Prof Nucci suggested creating nuances for each step of congenital cataract surgery, including dilation, the main incision, and the rhexis approach. An off-label intracameral preparation that includes tropicamide, phenylephrine, and lidocaine (Mydrane®, Thea Pharmaceuticals) can dilate. He recently published how he found it provides good dilation in infants without safety concerns and is completely reversible with intracameral acetylcholine.i

In constructing incisions, Prof Nucci spares the superior cornea, carrying out cataract surgery from a temporal approach to help preserve different options for future glaucoma surgery for these patients, which one in four will go on to have.

Many surgeons can be nervous to perform capsulorhexis on infants due to the more elastic nature of the paediatric lens capsule, but Prof Nucci counselled going forward with this step.

“If you use the correct dilation and correct viscoelastic, I can say the capsulorhexis is very, very easy,” he emphasised. “Aim for a smaller capsulorhexis. Aim for a small opening in the capsule [because it] will be larger than your target. A high molecular weight viscoelastic is required. Giving care and attention to the forces at play allows a controlled manual rhexis. The movement is always centripetal.”

Regarding when to implant a lens, Prof Nucci advised between ages eighteen months and two years and using a posterior approach with a 2.5 mm to 3.0 mm port.

And what about a primary implant at a very young age? It’s a procedure he doesn’t recommend in infancy.

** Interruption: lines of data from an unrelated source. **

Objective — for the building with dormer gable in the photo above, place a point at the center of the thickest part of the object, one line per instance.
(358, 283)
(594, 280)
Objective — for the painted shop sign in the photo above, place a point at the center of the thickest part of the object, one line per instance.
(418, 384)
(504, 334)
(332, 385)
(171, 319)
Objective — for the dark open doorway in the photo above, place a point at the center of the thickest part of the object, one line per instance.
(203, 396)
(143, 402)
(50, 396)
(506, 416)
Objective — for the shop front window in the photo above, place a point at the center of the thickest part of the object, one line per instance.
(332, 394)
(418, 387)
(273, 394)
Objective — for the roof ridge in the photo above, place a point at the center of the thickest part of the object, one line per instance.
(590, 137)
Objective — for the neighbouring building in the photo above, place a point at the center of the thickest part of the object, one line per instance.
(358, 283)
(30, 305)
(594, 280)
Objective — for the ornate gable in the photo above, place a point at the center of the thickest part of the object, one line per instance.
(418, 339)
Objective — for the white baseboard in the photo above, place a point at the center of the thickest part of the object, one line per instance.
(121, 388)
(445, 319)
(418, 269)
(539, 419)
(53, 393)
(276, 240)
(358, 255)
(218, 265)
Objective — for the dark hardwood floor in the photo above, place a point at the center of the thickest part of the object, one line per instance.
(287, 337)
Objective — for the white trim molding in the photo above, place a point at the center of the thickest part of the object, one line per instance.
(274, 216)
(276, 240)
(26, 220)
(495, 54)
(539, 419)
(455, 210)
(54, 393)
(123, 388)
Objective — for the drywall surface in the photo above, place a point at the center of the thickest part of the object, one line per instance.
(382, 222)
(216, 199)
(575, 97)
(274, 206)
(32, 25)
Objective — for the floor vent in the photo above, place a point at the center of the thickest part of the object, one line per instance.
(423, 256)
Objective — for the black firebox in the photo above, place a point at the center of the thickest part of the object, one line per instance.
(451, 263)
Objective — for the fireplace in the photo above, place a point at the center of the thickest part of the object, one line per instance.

“The number of complications when I do this surgery under age six months is relevant. Also, there is no possibility to accurately calculate the lens.”

Prof Nucci also does not advocate for multifocal lens implantation in young children.

“We should aim for a hyperopic target. Perfect centration is quite difficult. Movement and tilt, even after months from surgery of a multifocal lens cause problems. Also, children’s eyes have unpredictable axial growth, and their reading distance is closer than that of adults,” he explained. “The one advantage, which is of course not an advantage at all, is children don’t complain. So, when problems such as glare, loss of contrast, and low vision quality arise, the ophthalmologist may not hear about it.”

Paolo Nucci MD, FEBO is Full Professor of Ophthalmology at University of Milan and Director of the Nucci Eye Clinic in Milan, Italy.

i Nucci P, Lembo A, Caputo R, Dellavalle A, Serafino M, Schiavetti I, Pichi F, “Efficacy and safety of intraoperative use of tropicamide 0.02%/phenylephrine 0.31%/ lidocaine 1% intracameral combination during pediatric cataract surgery”. Intl Ophthalmol, 2022 Sep 2. doi: 10.1007/s10792-022-02501-4. Epub ahead of print. PMID: 36053475.